Informazioni nella vendita sfusa

Anche se le derrate alimentari prive di imballaggio non sono dotate di etichetta con indicazioni esplicative, i consumatori hanno sufficienti possibilità di informarsi al riguardo.

Sono considerate derrate alimentari offerte in vendita sfusa:

  • quelle non preimballate;
  • quelle confezionate in loco su richiesta dei consumatori (ad es. croissant nei sacchetti di carta, carne fresca sotto vuoto);
  • quelle imballate in vista di una consegna diretta (ad es. insalata da take-away).

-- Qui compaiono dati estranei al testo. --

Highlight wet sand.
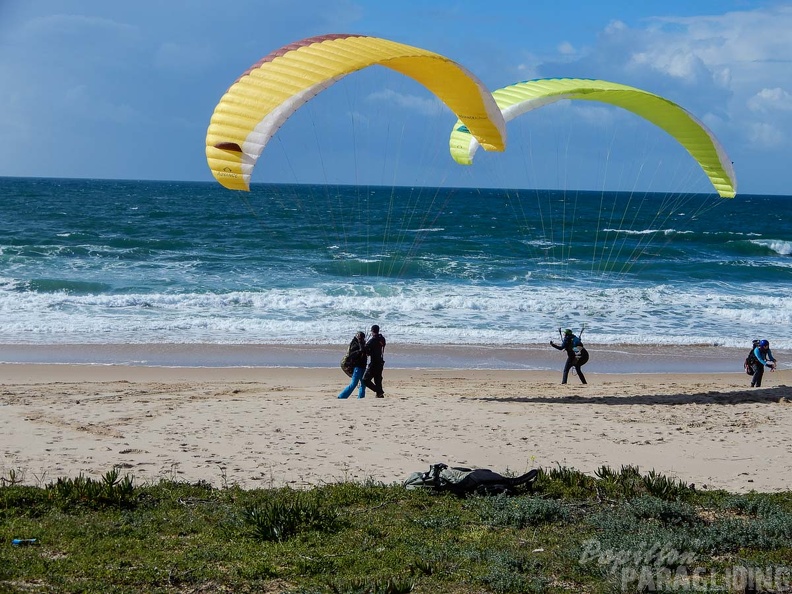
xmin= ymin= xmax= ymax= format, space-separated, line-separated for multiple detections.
xmin=0 ymin=347 xmax=792 ymax=492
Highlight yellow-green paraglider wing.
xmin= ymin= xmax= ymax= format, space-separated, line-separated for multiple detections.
xmin=449 ymin=78 xmax=737 ymax=198
xmin=206 ymin=34 xmax=506 ymax=190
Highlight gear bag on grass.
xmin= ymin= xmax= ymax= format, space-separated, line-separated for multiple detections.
xmin=404 ymin=463 xmax=539 ymax=496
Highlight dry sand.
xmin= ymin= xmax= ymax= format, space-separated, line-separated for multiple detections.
xmin=0 ymin=364 xmax=792 ymax=492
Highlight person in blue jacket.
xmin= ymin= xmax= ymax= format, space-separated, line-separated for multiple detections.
xmin=751 ymin=340 xmax=776 ymax=388
xmin=550 ymin=328 xmax=588 ymax=384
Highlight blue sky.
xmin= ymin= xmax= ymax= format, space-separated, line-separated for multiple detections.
xmin=0 ymin=0 xmax=792 ymax=194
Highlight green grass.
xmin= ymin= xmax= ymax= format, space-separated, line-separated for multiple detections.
xmin=0 ymin=467 xmax=792 ymax=594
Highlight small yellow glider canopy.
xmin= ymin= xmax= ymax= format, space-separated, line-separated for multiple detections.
xmin=206 ymin=34 xmax=506 ymax=190
xmin=449 ymin=78 xmax=737 ymax=198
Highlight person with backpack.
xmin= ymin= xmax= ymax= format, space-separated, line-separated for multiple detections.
xmin=338 ymin=332 xmax=367 ymax=400
xmin=363 ymin=324 xmax=386 ymax=398
xmin=550 ymin=328 xmax=588 ymax=384
xmin=749 ymin=340 xmax=776 ymax=388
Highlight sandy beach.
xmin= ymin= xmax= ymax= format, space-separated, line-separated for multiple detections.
xmin=0 ymin=346 xmax=792 ymax=492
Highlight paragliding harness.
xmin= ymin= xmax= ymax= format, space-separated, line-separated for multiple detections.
xmin=341 ymin=351 xmax=355 ymax=377
xmin=404 ymin=462 xmax=539 ymax=497
xmin=743 ymin=349 xmax=762 ymax=375
xmin=558 ymin=325 xmax=588 ymax=369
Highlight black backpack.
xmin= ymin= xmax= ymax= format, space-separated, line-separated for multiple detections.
xmin=404 ymin=463 xmax=539 ymax=497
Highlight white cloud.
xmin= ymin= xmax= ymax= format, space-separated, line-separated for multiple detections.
xmin=558 ymin=41 xmax=577 ymax=56
xmin=154 ymin=42 xmax=216 ymax=75
xmin=748 ymin=122 xmax=786 ymax=149
xmin=367 ymin=89 xmax=445 ymax=116
xmin=747 ymin=87 xmax=792 ymax=112
xmin=63 ymin=85 xmax=145 ymax=124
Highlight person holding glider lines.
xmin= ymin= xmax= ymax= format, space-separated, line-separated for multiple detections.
xmin=338 ymin=332 xmax=367 ymax=400
xmin=751 ymin=340 xmax=776 ymax=388
xmin=550 ymin=328 xmax=588 ymax=384
xmin=363 ymin=324 xmax=386 ymax=398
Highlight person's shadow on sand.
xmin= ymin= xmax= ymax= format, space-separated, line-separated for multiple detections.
xmin=467 ymin=386 xmax=792 ymax=406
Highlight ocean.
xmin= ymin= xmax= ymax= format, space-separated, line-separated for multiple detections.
xmin=0 ymin=173 xmax=792 ymax=364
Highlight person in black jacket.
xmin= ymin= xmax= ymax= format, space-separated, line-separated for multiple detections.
xmin=338 ymin=332 xmax=367 ymax=400
xmin=550 ymin=328 xmax=588 ymax=384
xmin=363 ymin=324 xmax=385 ymax=398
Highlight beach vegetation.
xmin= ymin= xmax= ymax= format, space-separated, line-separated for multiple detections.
xmin=0 ymin=466 xmax=792 ymax=594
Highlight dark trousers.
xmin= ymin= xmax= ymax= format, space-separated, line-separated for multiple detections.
xmin=363 ymin=361 xmax=385 ymax=396
xmin=561 ymin=350 xmax=588 ymax=384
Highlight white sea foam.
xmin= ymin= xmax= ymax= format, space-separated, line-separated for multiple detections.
xmin=751 ymin=239 xmax=792 ymax=256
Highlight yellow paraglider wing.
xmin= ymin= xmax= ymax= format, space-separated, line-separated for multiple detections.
xmin=449 ymin=78 xmax=737 ymax=198
xmin=206 ymin=34 xmax=505 ymax=190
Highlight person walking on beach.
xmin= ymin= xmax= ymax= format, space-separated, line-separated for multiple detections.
xmin=751 ymin=340 xmax=776 ymax=388
xmin=338 ymin=332 xmax=367 ymax=400
xmin=550 ymin=328 xmax=588 ymax=384
xmin=363 ymin=324 xmax=386 ymax=398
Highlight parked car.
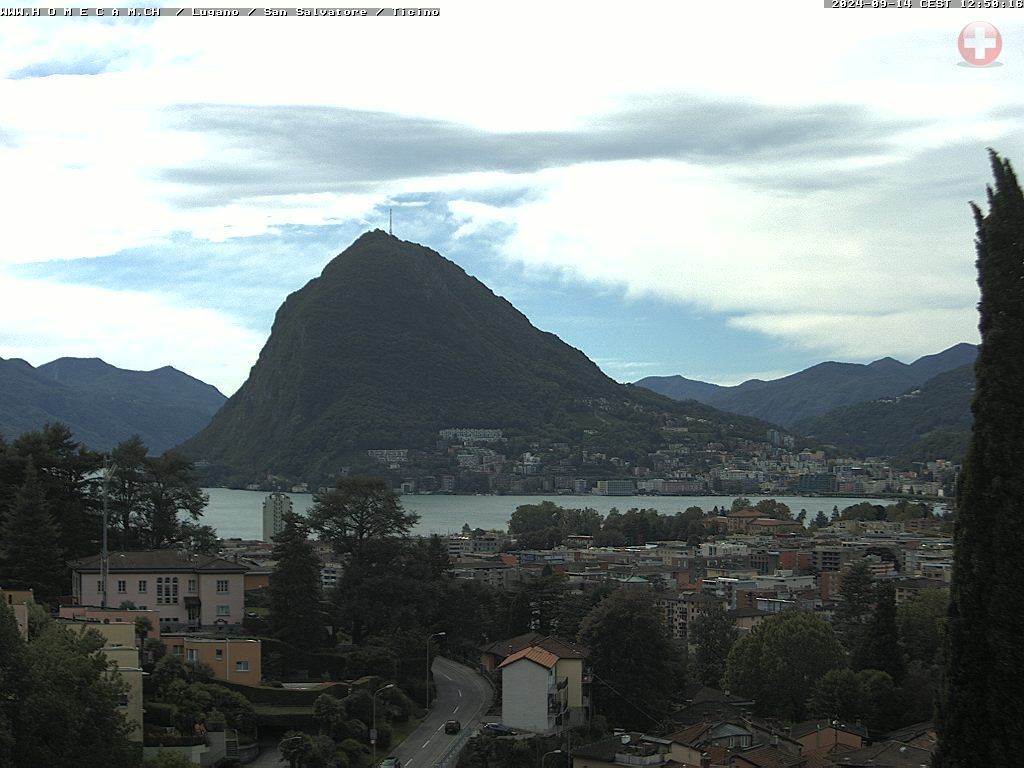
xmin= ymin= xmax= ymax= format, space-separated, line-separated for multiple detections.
xmin=483 ymin=723 xmax=516 ymax=736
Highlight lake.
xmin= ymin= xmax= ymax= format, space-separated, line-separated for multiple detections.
xmin=202 ymin=488 xmax=905 ymax=539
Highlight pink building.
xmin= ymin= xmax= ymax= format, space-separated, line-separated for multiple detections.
xmin=70 ymin=550 xmax=247 ymax=632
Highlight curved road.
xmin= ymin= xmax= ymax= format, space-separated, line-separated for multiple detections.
xmin=387 ymin=656 xmax=492 ymax=768
xmin=249 ymin=656 xmax=493 ymax=768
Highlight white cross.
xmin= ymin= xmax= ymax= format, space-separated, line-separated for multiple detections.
xmin=964 ymin=24 xmax=995 ymax=59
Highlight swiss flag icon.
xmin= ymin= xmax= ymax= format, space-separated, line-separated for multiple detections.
xmin=956 ymin=22 xmax=1002 ymax=67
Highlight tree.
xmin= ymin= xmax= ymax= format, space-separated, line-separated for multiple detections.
xmin=807 ymin=669 xmax=899 ymax=733
xmin=0 ymin=460 xmax=65 ymax=603
xmin=309 ymin=477 xmax=420 ymax=561
xmin=932 ymin=151 xmax=1024 ymax=768
xmin=309 ymin=477 xmax=421 ymax=644
xmin=6 ymin=423 xmax=101 ymax=558
xmin=0 ymin=600 xmax=29 ymax=765
xmin=13 ymin=622 xmax=138 ymax=768
xmin=896 ymin=589 xmax=949 ymax=667
xmin=853 ymin=584 xmax=905 ymax=683
xmin=833 ymin=559 xmax=874 ymax=657
xmin=754 ymin=499 xmax=793 ymax=520
xmin=723 ymin=610 xmax=846 ymax=721
xmin=106 ymin=434 xmax=150 ymax=550
xmin=269 ymin=512 xmax=324 ymax=648
xmin=580 ymin=589 xmax=683 ymax=730
xmin=139 ymin=451 xmax=210 ymax=549
xmin=142 ymin=750 xmax=196 ymax=768
xmin=687 ymin=601 xmax=739 ymax=688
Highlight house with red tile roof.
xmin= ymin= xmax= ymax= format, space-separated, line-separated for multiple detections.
xmin=498 ymin=636 xmax=589 ymax=733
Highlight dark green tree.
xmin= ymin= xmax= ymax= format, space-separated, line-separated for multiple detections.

Derrate alimentari vendute sfuse si trovano generalmente inristoranti, take-away, panetterie e macellerie. Sempre più spesso vengono offerte derrate alimentari sfuse anche nel commercio al dettaglio. 

Informazioni nella vendita sfusa

1. «Voglio sapere cosa compro»

Nella vendita sfusa, i consumatori hanno il diritto di ricevere le stesse informazioni di quelle fornite con le derrate alimentari preimballate.

2. «Sono a vostra disposizione per qualsiasi informazione»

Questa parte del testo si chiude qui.